Samuel L. Jackson, l'acteur black incontournable du cinéma américain, nous revient ces jours-ci dans
Chambre 1408 du réalisateur Michael Halfström. Arrivé sur le tard dans le cinéma tout d'abord dans des seconds rôles dans les années 70 et 80, les années suivantes seront les années bénies de l'acteur. Propulsé sur les devants de la scène avec le succès de Pulp Fiction de Quentin Tarantino, Samuel L. Jackson enchaîne sans discontinuer rôles secondaires et personnages inoubliables à raison de six ou sept films par an! Petit détour sur la filmographie du black à la cool attitude avec ce petit classe/ pas classe.
Pulp Fiction - Classe Ultime
Samuel L. Jackson s’était déjà frotté à l’univers de Tarantino avec un petit rôle dans l’indispensable True Romance de Tony Scott, mais s’est avec son rôle de Julius que l’acteur trouvera la renommé internationale. Tout a été dit sur ce chef d’œuvre qui pose le « mythe » Samuel L. Jackson comme le
King of Cool ultime.
Jackie Brown - Ultra Classe
Difficile exercice que de suivre à Pulp Fiction, mais Tarantino surprend son monde là où on ne l’attend pas forcément, c’est-à-dire dans une veine plus romantique dans l’univers d’Elmore Leonard. Une nouvelle fois Samuel Jackson fait partie d’un casting trois étoiles, et s’impose en truand cool, le béret posé au millimètre, le colt dans une main et la vodka orange dans l’autre.
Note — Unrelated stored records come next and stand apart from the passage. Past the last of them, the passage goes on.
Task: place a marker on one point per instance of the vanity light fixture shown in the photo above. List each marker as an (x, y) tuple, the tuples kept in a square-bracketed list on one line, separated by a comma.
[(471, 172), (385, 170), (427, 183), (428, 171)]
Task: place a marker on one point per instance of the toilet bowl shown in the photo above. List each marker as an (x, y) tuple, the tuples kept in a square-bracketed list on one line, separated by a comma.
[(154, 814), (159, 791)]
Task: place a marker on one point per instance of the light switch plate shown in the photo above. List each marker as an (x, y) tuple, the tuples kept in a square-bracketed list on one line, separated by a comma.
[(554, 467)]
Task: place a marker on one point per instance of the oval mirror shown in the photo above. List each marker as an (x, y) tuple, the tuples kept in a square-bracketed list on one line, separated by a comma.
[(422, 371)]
Et en plus il forme un duo épatant avec un Robert DeNiro que l’on n’a pas vu aussi bon depuis.
Jurassic Park - Très classe
Un an avant sa révélation dans Pulp Fiction Samuel L. Jackson obtient un petit role dans le nouveau blockbuster de Spielberg. Et comme on dit : « un rôle de figurant dans un film de Steven Spielberg vaut plus qu’un premier rôle chez Brett Ratner ». Le film restera une date dans l’histoire du cinéma, et Jackson y incarne avec toute sa nonchalance un technicien de ce parc pas encore totalement au point niveau normes de sécurité. Du coup, son personnage disparaît très rapidement sous les griffes des raptors (il ne reste que le bras droit, sûrement trop de nerf ou de muscles pour ces saletés de dino).